Here is a snippet from the JavaScript function where I create the svg:
var svg = d3.select("body")
.append("svg")
.attr("width", w)
.attr("height", h);
How can I remove the old svg element or at least replace its content?
转载于:https://stackoverflow.com/questions/10784018/how-can-i-remove-or-replace-svg-content
Here is the solution:
d3.select("svg").remove();
This is a remove function provided by D3.js.
You should use append("svg:svg"), not append("svg") so that D3 makes the element with the correct 'namespace' if you're using xhtml.
You could also just use jQuery to remove the contents of the div that contains your svg.
$("#container_div_id").html("");
I am using the SVG using D3.js and i had the same issue.
I used this code for removing the previous svg but the linear gradient inside SVG were not coming in IE
$("#container_div_id").html("");
then I wrote the below code to resolve the issue
$('container_div_id g').remove();
$('#container_div_id path').remove();
here i am removing the previous g and path inside the SVG, replacing with the new one.

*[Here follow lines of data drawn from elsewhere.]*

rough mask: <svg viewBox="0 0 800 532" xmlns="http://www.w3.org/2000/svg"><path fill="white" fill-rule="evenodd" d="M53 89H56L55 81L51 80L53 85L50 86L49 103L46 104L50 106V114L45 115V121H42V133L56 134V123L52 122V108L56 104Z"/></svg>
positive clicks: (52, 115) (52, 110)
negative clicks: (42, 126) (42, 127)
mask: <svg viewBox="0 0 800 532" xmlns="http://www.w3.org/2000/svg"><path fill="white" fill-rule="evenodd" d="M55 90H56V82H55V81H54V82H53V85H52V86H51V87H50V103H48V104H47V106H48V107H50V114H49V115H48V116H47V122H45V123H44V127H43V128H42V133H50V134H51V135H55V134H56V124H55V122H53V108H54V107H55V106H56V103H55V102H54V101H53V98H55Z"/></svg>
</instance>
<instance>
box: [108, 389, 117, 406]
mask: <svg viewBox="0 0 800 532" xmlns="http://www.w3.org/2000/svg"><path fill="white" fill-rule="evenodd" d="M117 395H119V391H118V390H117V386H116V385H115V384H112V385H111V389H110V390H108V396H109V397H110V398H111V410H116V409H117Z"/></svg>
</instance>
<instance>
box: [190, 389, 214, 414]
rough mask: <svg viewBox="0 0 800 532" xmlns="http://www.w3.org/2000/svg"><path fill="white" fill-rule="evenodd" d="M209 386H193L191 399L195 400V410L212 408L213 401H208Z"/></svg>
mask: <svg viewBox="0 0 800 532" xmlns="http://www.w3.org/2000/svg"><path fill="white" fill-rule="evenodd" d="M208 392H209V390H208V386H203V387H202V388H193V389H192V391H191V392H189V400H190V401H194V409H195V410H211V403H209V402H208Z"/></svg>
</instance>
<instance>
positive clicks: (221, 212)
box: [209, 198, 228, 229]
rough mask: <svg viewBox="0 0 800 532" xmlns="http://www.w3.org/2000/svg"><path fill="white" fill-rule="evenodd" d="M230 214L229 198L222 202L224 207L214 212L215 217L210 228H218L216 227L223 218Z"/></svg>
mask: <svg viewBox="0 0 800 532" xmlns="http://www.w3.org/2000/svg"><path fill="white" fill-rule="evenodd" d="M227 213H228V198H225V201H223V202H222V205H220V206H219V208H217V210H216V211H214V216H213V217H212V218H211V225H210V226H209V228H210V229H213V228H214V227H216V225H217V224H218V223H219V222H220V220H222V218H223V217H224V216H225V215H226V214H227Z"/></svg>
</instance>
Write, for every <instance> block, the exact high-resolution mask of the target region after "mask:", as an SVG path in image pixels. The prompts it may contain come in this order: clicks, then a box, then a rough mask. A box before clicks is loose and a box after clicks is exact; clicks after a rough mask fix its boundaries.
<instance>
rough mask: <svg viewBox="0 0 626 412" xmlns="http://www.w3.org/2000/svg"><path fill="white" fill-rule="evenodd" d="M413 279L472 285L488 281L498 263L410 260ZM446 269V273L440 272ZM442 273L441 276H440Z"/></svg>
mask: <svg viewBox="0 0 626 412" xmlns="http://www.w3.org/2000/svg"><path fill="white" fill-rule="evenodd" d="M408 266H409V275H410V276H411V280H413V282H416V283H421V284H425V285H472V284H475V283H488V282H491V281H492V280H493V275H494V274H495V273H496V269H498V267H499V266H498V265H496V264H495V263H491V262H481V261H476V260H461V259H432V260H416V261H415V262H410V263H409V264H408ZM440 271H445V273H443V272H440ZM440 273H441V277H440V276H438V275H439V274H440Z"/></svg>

Keeping my linear gradient inside SVG tags in the static content and then I called the above code, This works in IE
Setting the id attribute when appending the svg element can also let d3 select so remove() later on this element by id :
var svg = d3.select("theParentElement").append("svg")
.attr("id","the_SVG_ID")
.attr("width",...
...
d3.select("#the_SVG_ID").remove();
If you want to get rid of all children,
svg.selectAll("*").remove();
will remove all content associated with the svg.
Note: This is recommended in case you want to update chart.